Sunday, October 10, 2004

Smylie: 12 Questions

Smylie is going to present the Indiana Supreme Court with the "usual" Blakely problem of an enhanced sentence and the somewhat less "usual" problem of consecutive sentences. Smylie pled guilty to two counts of Child Solicitation (Ind. Code § 35-42-4-6), a Class D felony (Ind. Code § 35-50-2-7). He was sentenced to the presumptive sentence of a year and a half on the first count and an enhanced sentence of two years on the second count. The trial court ordered the sentences served consecutively.

The aggravating circumstances, which I am taking from the transfer brief, were:
  • A pattern of criminal activity;
  • The effect of the crime on the victim;
  • Smylie was in a position of trust with the victim; and
  • The imposition of a reduced sentence would depreciate the seriousnous of the crime.
From the transfer brief, I understand that the Court of Appeals concluded there was only one valid aggravating circumstance of the four: Smylie was in a position of trust with the victim. So the setup for the Supreme Court seems to be that there is one valid aggravating circumstance supporting both the enhanced sentence in second count and the consecutive sentences. The Supreme Court did not grant transfer and specifically order oral argument on the Blakely issues to spend any time saying the other aggravators were valid.

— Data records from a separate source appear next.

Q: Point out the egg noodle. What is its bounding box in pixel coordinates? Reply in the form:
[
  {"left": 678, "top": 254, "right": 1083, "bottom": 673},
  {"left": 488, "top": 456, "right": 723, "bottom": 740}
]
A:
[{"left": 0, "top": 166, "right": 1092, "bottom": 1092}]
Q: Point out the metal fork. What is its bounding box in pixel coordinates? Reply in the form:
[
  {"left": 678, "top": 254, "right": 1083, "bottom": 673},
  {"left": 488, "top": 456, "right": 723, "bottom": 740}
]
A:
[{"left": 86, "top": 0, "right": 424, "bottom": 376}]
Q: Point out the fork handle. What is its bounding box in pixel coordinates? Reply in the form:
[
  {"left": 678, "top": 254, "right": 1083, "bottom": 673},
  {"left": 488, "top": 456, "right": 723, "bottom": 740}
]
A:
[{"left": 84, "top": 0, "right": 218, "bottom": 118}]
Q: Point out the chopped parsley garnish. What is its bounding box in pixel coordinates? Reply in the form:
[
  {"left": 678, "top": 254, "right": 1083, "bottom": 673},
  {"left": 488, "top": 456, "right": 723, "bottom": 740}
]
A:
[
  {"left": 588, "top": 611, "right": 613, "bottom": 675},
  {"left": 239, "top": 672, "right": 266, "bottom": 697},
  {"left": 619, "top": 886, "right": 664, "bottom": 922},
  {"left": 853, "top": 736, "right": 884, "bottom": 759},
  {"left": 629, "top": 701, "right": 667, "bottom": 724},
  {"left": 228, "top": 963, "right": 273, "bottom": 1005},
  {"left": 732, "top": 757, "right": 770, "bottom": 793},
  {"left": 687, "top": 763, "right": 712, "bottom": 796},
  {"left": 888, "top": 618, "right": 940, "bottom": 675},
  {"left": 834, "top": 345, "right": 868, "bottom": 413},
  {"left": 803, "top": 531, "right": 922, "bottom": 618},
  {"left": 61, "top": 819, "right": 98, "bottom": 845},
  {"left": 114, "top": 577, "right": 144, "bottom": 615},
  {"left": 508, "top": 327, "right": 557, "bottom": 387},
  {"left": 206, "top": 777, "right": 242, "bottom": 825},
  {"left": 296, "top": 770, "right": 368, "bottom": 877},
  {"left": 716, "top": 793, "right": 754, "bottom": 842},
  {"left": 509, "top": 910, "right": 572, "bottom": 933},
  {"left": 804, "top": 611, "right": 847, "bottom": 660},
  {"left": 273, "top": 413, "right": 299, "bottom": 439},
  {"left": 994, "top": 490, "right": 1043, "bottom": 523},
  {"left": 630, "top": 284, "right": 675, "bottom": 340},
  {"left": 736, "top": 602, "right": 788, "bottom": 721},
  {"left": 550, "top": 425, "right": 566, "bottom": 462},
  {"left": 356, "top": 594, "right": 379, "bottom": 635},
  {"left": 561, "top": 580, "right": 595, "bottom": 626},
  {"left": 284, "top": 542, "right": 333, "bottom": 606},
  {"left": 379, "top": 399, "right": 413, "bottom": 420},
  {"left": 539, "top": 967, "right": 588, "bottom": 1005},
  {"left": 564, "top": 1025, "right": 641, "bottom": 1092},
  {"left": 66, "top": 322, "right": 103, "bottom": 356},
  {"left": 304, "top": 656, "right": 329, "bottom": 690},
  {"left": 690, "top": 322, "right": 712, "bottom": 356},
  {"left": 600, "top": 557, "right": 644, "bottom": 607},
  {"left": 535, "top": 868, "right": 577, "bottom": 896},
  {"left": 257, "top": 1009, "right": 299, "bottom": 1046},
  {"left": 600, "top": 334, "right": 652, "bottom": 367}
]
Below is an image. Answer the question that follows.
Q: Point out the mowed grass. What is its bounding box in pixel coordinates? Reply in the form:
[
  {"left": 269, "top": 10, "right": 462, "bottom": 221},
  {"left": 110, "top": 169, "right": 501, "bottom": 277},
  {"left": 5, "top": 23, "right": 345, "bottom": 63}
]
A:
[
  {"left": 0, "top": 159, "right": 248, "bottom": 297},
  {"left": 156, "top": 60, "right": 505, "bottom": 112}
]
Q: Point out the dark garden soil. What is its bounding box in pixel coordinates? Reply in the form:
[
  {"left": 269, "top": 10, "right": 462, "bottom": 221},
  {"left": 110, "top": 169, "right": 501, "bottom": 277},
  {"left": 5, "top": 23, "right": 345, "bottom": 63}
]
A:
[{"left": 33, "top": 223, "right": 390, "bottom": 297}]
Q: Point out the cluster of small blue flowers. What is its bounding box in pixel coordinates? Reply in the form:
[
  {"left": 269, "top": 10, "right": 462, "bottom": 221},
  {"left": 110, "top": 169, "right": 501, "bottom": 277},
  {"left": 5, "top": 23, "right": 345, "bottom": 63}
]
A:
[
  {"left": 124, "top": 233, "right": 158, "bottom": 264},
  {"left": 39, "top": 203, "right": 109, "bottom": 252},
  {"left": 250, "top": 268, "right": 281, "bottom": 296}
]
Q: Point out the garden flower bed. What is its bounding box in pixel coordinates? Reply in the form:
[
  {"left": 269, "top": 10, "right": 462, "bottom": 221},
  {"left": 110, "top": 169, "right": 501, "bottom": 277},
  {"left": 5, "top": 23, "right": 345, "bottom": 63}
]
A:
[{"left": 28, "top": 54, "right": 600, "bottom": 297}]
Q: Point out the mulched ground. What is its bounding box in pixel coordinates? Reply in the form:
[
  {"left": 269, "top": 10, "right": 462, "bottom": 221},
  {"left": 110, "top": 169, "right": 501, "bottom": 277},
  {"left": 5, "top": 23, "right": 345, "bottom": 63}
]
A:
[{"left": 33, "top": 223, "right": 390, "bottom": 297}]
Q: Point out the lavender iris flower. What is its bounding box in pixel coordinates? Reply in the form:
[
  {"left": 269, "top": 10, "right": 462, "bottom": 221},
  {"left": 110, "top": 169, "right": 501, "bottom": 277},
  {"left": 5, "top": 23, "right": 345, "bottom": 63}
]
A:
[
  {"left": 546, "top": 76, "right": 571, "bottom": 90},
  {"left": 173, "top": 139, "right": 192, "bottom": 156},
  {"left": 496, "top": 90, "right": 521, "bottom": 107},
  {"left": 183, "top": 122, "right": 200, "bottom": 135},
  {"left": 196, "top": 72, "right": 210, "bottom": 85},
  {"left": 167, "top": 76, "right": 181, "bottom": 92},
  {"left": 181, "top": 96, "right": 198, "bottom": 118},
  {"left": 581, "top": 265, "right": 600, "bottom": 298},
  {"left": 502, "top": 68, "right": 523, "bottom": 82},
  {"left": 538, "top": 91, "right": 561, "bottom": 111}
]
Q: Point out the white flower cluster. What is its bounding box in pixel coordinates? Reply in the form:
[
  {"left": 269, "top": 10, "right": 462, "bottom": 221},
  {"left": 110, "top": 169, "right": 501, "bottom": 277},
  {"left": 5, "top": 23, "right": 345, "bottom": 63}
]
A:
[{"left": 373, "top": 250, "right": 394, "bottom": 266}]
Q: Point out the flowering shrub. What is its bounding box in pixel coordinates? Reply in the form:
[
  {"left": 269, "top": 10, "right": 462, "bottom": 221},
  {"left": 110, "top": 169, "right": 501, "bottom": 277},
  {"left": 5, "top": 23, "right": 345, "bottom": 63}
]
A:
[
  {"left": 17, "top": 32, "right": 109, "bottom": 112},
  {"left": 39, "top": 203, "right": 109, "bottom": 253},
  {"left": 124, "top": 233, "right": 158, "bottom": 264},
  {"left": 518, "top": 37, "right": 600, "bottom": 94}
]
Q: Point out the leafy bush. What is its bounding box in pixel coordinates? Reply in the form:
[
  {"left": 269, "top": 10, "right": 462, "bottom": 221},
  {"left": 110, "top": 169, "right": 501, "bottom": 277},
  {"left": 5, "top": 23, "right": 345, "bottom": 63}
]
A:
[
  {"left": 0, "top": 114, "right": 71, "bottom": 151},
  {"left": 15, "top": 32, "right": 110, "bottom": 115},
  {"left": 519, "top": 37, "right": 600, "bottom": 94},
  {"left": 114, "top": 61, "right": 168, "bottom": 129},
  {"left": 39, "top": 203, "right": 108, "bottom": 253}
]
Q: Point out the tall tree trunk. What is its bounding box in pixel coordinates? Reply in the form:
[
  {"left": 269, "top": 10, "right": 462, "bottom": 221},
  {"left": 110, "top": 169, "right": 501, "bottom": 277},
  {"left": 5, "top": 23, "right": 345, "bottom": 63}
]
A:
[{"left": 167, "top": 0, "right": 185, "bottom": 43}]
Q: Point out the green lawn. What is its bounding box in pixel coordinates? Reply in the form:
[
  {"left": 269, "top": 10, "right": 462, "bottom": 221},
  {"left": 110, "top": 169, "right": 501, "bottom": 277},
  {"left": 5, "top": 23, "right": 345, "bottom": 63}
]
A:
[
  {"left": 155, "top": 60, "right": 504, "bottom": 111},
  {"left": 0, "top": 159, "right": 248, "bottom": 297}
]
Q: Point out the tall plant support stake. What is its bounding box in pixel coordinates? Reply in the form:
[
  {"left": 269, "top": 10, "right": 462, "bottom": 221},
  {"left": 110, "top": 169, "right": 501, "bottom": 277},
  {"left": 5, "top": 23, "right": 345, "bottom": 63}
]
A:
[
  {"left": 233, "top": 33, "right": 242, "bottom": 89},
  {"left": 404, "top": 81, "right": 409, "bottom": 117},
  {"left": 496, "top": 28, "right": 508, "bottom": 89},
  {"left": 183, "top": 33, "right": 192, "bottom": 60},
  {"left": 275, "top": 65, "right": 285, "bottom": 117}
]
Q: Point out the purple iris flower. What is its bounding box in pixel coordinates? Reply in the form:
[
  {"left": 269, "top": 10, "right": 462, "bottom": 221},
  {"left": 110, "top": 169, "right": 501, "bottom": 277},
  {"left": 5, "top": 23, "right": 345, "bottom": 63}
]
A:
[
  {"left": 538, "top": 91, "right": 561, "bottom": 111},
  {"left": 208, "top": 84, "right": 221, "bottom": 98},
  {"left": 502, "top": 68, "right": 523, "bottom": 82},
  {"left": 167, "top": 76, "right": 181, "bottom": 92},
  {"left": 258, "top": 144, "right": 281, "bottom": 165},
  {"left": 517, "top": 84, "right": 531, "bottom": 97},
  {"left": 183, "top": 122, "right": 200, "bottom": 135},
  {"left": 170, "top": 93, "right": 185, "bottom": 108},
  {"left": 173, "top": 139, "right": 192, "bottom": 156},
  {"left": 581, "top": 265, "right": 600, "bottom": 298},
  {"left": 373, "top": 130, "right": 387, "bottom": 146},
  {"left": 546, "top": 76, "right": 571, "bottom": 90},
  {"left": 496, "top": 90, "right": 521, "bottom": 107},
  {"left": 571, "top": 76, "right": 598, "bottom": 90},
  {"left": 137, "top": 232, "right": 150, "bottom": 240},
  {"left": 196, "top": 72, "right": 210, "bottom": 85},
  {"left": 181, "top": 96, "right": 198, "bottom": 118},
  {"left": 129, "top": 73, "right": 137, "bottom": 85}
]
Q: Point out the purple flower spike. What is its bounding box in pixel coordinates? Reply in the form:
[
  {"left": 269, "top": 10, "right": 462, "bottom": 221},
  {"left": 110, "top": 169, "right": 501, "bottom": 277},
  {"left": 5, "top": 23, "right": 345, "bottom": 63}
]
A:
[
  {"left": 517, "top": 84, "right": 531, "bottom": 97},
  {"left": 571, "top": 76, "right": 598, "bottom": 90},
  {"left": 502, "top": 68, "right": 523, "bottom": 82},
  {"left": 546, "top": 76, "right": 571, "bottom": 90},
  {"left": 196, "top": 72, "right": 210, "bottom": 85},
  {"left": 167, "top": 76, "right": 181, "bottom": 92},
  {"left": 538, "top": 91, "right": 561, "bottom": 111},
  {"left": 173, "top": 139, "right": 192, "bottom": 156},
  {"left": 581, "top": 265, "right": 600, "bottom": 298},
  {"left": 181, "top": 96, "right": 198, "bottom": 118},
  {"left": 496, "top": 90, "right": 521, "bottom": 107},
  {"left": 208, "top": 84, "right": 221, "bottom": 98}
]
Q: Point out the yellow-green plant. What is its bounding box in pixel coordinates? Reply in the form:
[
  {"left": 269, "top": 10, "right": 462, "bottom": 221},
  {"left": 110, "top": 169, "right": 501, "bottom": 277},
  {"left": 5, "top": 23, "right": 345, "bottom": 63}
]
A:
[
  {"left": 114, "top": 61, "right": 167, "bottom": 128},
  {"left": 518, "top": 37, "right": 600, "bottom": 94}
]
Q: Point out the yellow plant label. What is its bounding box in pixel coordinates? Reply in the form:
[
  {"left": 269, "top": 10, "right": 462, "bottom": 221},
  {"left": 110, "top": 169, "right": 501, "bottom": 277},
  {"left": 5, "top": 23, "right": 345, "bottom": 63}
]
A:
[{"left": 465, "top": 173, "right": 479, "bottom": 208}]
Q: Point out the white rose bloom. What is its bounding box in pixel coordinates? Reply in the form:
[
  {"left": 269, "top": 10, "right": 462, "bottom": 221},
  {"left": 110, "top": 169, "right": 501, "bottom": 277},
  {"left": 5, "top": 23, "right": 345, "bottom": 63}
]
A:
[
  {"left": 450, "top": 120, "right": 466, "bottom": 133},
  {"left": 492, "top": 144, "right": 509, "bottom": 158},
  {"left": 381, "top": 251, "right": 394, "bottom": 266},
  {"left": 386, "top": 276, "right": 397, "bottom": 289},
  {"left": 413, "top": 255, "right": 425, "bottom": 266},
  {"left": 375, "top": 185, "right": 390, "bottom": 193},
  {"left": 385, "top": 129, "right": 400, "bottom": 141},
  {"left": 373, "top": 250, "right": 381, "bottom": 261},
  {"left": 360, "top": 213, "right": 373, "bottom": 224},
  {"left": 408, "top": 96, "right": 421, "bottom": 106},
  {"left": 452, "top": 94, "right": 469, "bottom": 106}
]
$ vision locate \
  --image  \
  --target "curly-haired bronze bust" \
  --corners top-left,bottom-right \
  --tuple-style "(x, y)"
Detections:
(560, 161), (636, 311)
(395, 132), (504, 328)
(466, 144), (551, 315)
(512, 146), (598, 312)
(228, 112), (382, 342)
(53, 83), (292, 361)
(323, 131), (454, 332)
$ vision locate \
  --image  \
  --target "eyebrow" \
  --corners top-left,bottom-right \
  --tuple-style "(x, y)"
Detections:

There appear to be two mitigating circumstances in play:
  • Smylie enrolled in a counseling program;
  • Incarceration would imposed undue hardship on Smylie's three dependent children.
Here's my list, then, of the Blakely issues this case raises:
  1. Does Blakely affect Indiana's presumptive sentencing scheme?
  2. If Blakely applies, did Smylie waive any protection afforded by Blakely by not raising an Apprendi or other objection when entering his plea?
  3. If Smyle did not waive the protections of Blakely, are Blakely errors going to be treated as Indiana "fundamental error" as the unpublished opinion of the Court of Appeals in Baehl suggests?
  4. If Smylie did not waive Blakely's protections, does Blakely prohibit the use at all of aggravators unenumerated by statute, because the use of such aggravators amounts to the creation of common law crimes?
  5. If the answer to 4 is "No", may the "position of trust" aggravator, found by a judge by no standard of proof at all, support the six-month enhancement of the second court?
  6. Similarly, may the "position of trust" aggravator, not found by a jury beyond a reasonable doubt, support the imposition of consecutive sentences?
  7. If the answer to 5 or 6 is no, what is the remedy?
  8. If the remedy is either resentencing by the Supreme Court or a remand to the trial court for resentencing, may aggravators offensive to Blakely be considered at all in deciding whether to impose a presumptive sentence under Indiana sentencing law?
  9. If the answer to 8 is no, must either the Supreme Court or the trial court on remand consider any mitigating circumstances supported by the record to decide whether a mitigated sentence is required?
  10. If the remedy is remand to the trial court for resentencing, does treatment of aggravating circumstances as "elements" create a double-jeopardy bar, under either the federal or Indiana Constitutions, to trying the Blakely-offensive aggravators?
  11. If the answer to 10 is no, may the trial court empanel a sentencing jury and give the State the opportunity to "charge" and to try aggravating circumstances, even though there is no Indiana statutory authority for post-conviction charging instruments or non-capital sentencing juries?
  12. If the answer to 11 is yes, may the trial of the aggravators proceed where the judicial branch, through a probation department, has already investigated on its own the facts that it is now the State's duty to charge and prove to a jury beyond a reasonable doubt?
Anyone see others?

Strictly speaking, the Supreme Court will only have to deal with questions 1-7. (Strictly speaking, if the court decides Blakely does not affect Indiana's sentencing scheme, it will be 1 and done.) If the court decides that Blakely affects this case and that Smylie hasn't waived the Blakely issues, and if it is going to undertake resentencing itself, then it will also have to deal with 8 & 9.

Questions 10-12 raise issues that might more properly be subject to a later appeal after a remand to the trial court for resentencing and litigation of the issues there. But both the Supreme Court and the Court of Appeals quite frequently drop helpful hints (never an advisory opinion, mind you) about what a trial court should do when a case is remanded.

The answer to 9 will be especially interesting, because it potentially presents, I think, the Indiana version of the federal Guideline-severability problem. If the General Assembly had known that a judge would not be able to consider aggravating circumstances, at least in some situations, would it still have provided for reduction of sentences for mitigating circumstances? If the answer is no, what then?

The importance of what the Supreme Court does in these cases can hardly be overstated. What the court decides, probably shortly after opinions in Booker and Fanfan issue, will necessarily have decisive influence on the next session of the General Assembly.